One of the most powerful parts of the service today is called the “litany”. A Jewish religious community is led by a “teacher” (in the US, you’ll usually see this written as “rabbi” and pronounced as “RA-bye”, which rhymes with “rad guy”); on Yom Kippur, the head teacher reads aloud a long history of people who have been the victims of violence. This history doesn’t gloss over the details — it describes unflinchingly some of the unbelievable cruelty that humans are capable of inflicting on each other. The victims in this history are all Jews of the past, which I’ve often wished we would change to include other people. For some Jews, the point is tighter, more fierce group identity, and the lesson is to never allow these atrocities to happen to Jews again. But for other Jews, like me, the point is not our separation, but our connection to the world. Hearing of the pain of a child killed out of a nationalism gone insane makes me all the more determined not to allow nationalistic hatred to hurt immigrant children at the US-Mexican border. Hearing of someone’s ancestry being the only reason for their being kept from their home makes me think of Palestinian families who used to live within the borders of Israel, who are blocked by soldiers from living there now because of their ancestry. (I know some people will disagree with this example, and it’s not the final word, by any means! Remember what I said about Jews and debate :)

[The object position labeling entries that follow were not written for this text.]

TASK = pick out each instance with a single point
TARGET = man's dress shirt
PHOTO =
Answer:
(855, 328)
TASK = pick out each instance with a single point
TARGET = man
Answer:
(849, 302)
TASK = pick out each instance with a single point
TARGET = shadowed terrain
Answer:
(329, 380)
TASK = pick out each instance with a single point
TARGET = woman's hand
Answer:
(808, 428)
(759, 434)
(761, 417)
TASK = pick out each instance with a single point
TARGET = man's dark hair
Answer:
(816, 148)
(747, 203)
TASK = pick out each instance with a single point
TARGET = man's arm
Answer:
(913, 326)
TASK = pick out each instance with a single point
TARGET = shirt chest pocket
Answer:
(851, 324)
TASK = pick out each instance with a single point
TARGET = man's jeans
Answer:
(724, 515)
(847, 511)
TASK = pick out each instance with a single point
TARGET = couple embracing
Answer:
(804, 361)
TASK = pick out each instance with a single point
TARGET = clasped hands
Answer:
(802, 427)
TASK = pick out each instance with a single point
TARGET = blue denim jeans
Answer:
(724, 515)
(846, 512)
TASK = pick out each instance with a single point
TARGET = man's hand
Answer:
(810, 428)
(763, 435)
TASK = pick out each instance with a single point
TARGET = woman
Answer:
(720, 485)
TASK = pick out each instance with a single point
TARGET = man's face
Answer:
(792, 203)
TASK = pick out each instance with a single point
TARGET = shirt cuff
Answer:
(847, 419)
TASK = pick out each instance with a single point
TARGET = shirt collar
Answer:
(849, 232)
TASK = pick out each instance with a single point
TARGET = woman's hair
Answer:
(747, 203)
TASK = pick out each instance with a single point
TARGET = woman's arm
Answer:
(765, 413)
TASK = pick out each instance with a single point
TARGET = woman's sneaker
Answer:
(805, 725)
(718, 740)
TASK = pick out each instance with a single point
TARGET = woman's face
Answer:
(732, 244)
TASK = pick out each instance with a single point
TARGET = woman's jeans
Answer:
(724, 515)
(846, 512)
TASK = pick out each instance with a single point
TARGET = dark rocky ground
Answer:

More broadly, looking squarely at the suffering and cruelty some people inflict, and suffer, challenges us to pause our lives and ask, what is our relationship to the injustice and pain in the world? When are we working on our own needs, dreams, and rights, and when are we working for others’? If there is a role or a routine we play, are we playing that out of intention or out of inertia? If there is an injustice we know of — one that’s been on my mind are the atrocious conditions, and rampant violence, within the “juvenile hall” prisons that teenagers are put in, which state governments hide and lie about — what are we doing about it, and how are we balancing that outrage with the need to get enough sleep, feed ourselves and our loved ones, and experience joy and freedom? How much of the pain of the world can we accept, or face, or ignore, or fight against? Is there a form of exclusive privilege in the assumption that we ourselves are safe and powerful enough to benevolently turn our attentions to helping others? I think these are questions you can grapple with for a lifetime, but they are also questions that are usually preempted by more immediate and practical needs. And that is what today is for.

Thanks for reading — I’d love to know your thoughts and reactions, if you’d be willing to share. And I’d like to make my own “What if it happened differently” to our HGSE community. Many times, I’ve wondered if a classmate from another country might be running into linguistic or cultural barriers that make full engagement difficult. (I mean, I’m struggling with all the reading, and English is my first language…) I don’t know what kind of empathy, or imagination, or invitation might help, or if I’m projecting my own needs onto others! But I want to reflect on that, and look carefully at the assumptions I make about who might be interested in hanging out and connecting.